I am in a group show at the Hyde Park Art Center starting next week. It's part of a new program of experimental, month-long exhibitions at this venerable Chicago art institution, on the south side quite close to the University of Chicago. Artist and curator Kathryn Fimreite has put together a show called The Pram Endeavor, for which she invited artists to make a small boat that will act as a metaphor for carrying an experience or a memory.Until now I had never heard the word 'pram' to mean 'boat', but a quick trip to the dictionary shows that it's a medieval English word meaning a flat bottomed boat with a squared-off bow. You learn something new all the time.

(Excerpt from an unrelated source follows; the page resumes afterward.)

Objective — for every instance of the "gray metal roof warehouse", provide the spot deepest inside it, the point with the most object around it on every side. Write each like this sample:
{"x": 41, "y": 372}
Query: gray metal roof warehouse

I finished my piece today and delivered it to Kathryn's studio. My contribution is called "Funeral Barque for My Grandfather.":
The boat/pram is a piece of heavyweight printmaking paper on which I printed a selection of the images I have been using for my film and works on panel during the last year: images relating to my coal miner grandfather, maps of the mining areas where he worked, references to chimneys and smoke. The face is my grandfather in his coffin, from a drawing that I did in my diary thirty years ago, the night before he was buried:
I reinforced the edges with some folded and cut pieces of offcut prints (if I'd had more time to work on this, I might have placed oars across these. I guess that would make them gunnels, or something):
There's a small accordion book on the inside of the boat, with a few lines of text adapted from something I made about five years ago. It says: "My grandfather, who became a miner at fourteen, said to me once: There'll always be a job for you here in the mines if you want one."
Total size: 17" high x 14" wide x 28" long.